Mais les Etats-Unis ne sont pas les seuls à s’être sentis floués, un autre acteur de la zone doit être à cette heure plein d’incertitudes : Israël. Eux qui avaient courtisé les Saoudiens et avaient entamé leur rapprochement avec ces derniers autour de leur adversaire commun à Téhéran, avaient tout sauf intérêt à cette rencontre. Cet allié historique des Etats-Unis semble donc mis au banc au même titre que son protecteur habituel. L’Arabie Saoudite, en revanche, allié de circonstances qui a su jouer sur plusieurs plans, en sort gagnante. Elle a fait montre de sa propension au dialogue, et de son goût du multilatéralisme.

Surtout que les Etats-Unis payent déjà le prix fort à l'Arabie Saoudite pour la normalisation des rapports avec Israël. Les saoudiens avaient annoncé la couleur : Nécessité d’obtenir des garanties de sécurité, aide pour le développement de leur programme nucléaire civil, diminution des restrictions sur les ventes d'armes américaines.

Les États-Unis n'auraient pas pu négocier un tel accord avec l'Iran, étant donné qu’ils n’entretiennent plus aucune relation avec le pays. La Chine a donc en un sens fait davantage pour la région que tout ce que les États-Unis ont pu réaliser depuis l'entrée en fonction de Joe Biden. Selon plusieurs sources, les collaborateurs de Joe Biden se seraient moqués des avis les plus critiques selon lesquels cet accord indiquerait une érosion claire de l'influence américaine dans la région. Publiquement, la Maison Blanche a cependant salué le rétablissement des relations diplomatiques entre l'Arabie saoudite et l'Iran. Ceci dit il s’agit tout de même de rouvrir les ambassades fermées il y a sept ans, sous-estimer la portée de cette reprise de contact serait une erreur teintée de trop d’arrogance.

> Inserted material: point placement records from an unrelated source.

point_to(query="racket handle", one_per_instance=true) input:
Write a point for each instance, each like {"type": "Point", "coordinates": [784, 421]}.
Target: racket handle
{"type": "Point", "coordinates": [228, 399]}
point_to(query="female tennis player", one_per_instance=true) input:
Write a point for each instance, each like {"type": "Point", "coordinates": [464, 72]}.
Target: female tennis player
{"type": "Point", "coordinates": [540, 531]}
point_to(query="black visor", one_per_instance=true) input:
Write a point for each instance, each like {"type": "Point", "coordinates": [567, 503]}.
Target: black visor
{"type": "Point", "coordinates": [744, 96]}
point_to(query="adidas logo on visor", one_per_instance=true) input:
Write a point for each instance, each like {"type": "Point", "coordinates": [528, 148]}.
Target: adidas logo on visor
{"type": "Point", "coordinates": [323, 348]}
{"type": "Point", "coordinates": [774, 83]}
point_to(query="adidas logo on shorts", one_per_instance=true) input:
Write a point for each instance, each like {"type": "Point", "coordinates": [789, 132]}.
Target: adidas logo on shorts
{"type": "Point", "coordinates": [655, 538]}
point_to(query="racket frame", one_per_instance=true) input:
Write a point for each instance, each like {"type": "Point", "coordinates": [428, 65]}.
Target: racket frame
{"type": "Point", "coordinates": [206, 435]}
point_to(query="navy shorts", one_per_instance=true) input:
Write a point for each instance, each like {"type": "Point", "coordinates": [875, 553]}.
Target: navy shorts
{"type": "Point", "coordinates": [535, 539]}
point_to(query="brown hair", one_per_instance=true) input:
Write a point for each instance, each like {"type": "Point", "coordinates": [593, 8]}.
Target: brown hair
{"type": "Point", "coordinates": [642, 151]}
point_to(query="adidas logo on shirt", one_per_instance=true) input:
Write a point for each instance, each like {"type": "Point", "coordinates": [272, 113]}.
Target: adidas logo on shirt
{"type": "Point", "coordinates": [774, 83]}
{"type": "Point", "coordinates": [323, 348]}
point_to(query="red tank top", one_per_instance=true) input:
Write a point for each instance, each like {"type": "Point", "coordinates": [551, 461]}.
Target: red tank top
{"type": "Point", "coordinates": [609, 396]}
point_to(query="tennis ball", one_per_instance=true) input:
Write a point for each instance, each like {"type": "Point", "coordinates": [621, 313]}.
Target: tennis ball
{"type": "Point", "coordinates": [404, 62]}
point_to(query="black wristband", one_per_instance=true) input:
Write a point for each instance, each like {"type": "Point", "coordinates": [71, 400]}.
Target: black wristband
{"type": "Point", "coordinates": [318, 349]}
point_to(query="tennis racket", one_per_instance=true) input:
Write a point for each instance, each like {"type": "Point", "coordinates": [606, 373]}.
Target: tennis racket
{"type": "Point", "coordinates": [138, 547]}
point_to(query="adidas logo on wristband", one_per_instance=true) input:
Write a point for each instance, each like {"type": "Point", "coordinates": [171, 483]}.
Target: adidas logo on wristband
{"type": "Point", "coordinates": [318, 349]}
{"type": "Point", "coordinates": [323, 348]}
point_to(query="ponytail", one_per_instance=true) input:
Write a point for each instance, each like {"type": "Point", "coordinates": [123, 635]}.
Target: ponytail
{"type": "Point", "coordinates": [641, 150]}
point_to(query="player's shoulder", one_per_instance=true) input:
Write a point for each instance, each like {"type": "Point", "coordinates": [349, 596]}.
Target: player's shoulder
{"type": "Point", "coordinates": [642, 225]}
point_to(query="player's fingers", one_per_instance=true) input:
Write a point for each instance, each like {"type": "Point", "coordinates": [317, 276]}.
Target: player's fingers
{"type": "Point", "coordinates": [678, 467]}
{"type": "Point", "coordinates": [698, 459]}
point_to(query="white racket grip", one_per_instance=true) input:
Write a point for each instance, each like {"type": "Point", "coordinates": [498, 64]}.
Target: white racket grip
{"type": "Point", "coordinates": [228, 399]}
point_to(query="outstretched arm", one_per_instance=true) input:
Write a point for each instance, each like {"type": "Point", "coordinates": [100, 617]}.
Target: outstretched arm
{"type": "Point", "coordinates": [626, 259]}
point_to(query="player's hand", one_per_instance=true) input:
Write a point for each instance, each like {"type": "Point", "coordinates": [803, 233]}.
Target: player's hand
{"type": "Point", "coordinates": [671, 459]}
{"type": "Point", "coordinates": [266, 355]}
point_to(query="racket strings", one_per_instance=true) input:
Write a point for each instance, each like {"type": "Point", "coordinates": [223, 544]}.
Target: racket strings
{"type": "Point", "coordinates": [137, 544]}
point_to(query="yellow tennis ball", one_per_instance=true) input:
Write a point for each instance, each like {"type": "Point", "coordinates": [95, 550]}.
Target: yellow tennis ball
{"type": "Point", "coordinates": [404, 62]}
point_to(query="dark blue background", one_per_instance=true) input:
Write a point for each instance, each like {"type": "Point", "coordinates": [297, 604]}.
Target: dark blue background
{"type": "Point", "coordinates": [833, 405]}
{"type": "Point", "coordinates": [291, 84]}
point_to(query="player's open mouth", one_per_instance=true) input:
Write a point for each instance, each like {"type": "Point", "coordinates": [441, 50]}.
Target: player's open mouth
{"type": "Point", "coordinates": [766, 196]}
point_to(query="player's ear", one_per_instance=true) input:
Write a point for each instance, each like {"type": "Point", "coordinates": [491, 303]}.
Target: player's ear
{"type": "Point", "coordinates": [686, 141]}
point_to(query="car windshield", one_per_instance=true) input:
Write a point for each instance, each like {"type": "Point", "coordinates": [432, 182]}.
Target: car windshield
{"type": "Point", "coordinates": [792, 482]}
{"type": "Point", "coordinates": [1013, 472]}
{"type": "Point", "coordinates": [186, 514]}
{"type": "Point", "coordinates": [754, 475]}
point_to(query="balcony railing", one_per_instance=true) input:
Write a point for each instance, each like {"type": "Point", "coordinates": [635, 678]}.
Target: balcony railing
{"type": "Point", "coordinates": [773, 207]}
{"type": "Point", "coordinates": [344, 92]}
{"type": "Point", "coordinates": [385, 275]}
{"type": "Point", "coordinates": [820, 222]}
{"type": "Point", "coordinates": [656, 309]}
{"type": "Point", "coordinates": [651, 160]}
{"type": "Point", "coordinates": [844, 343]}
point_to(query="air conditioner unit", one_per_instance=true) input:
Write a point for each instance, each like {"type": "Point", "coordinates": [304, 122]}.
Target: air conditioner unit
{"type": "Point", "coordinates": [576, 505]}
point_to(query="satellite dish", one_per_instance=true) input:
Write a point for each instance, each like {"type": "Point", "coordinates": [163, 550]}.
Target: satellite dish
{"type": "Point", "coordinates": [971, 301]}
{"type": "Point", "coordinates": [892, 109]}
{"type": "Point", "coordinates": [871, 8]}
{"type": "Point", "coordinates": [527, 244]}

Inimitié grandissante entre les Etats-Unis et l'Arabie Saoudite

La proximité insolente des Etats-Unis et de l’Arabie Saoudite, si évidente il y a encore quelques années, s’était refroidie ces derniers mois. Les relations ont en effet été mises à mal par le meurtre du journaliste Jamal Khashoggi, et les critiques virulentes de Joe Biden, qui avaient promis de faire de l’Arabie Saoudite un État « paria » pour avoir orchestré l'assassinat. D’autant plus que depuis le début de l’agression en Ukraine, et la foudre de l’occident qui s’est abattue sur les oligarques russes, les élites saoudiennes s’inquiètent d’un gel hypothétique de leurs propres actifs dans ces pays. Riyad s'est donc rapproché d'une Russie isolée et de Pékin, avec un accord de partenariat stratégique a été signé.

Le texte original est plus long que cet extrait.